So, if a server is accepting sslv2 at all, then all connection (including TLS connections) to the same server are practically compromised. That is, assuming both sslv2 and TLS use the same key. Therefore, having allowed sslv2 in the past would only jeopardize clients foolish enough to use it, but now it endangers every single client. Is that right?

Two very important things come form that:

Everyone who had sslv2 enabled at any point in the past must get a new SSL certificate right away. Right?

Windows XP has TLS disabled by default, which in practice means unavailable. So we must cut them off. Therefore Windows XP is dead-dead, starting today. Right?




> Everyone who had sslv2 enabled at any point in the past must get a new SSL certificate right away. Right?

No, unlike Heartbleed, the key isn't leaked directly. Revocation and generating a new key isn't necessary - just patch your stuff and disable SSLv2.

> Windows XP has TLS disabled by default, which in practice means unavailable. So we must cut them off. Therefore Windows XP is dead-dead, starting today. Right?

IIRC XP supports TLS 1.0.


Ah so it's not exfiltratimg the key, it uses sslv2 oracle to break captured TLS traffic.

Ok, that makes it a lot less scary. Pretty bad still, but least the keys are not compromised.


It does support TLS, but it's disabled out of the box, and no one who is still running XP is likely to turn it on.


That seems to be the case only for IE 6, not 7 or 8[1] (which are available on XP).

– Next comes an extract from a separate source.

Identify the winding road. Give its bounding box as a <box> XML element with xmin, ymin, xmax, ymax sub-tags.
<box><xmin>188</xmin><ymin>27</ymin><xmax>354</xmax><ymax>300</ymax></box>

[1]: https://en.wikipedia.org/wiki/Template:TLS/SSL_support_histo...


Thanks for rescuing me from my own ignorance! I was reading a different chart that wasn't as clear.


Note that there's an SSLv3 after SSLv2 -- both are broken, but SSLv2 is just a much bigger liability than before. SSLv3 is also broken.

You shouldn't have had SSLv2 enabled for many years now. If you need SSLv3 for WinXP support, this bug doesn't change anything in that regard.


Good point on v3.

I kept v2 running because we couldn't bring ourselves to prevent connections from clients of our clients, it's not our place to tell them what to do, especially if it only harms them and no one else. This time it harms everyone, including high-privilege users, so it's a lot easier to justify.


Only if they are using IE6 I think. That being said, I think there are some IE7 and IE8 upgrades that inherits the old default from IE6.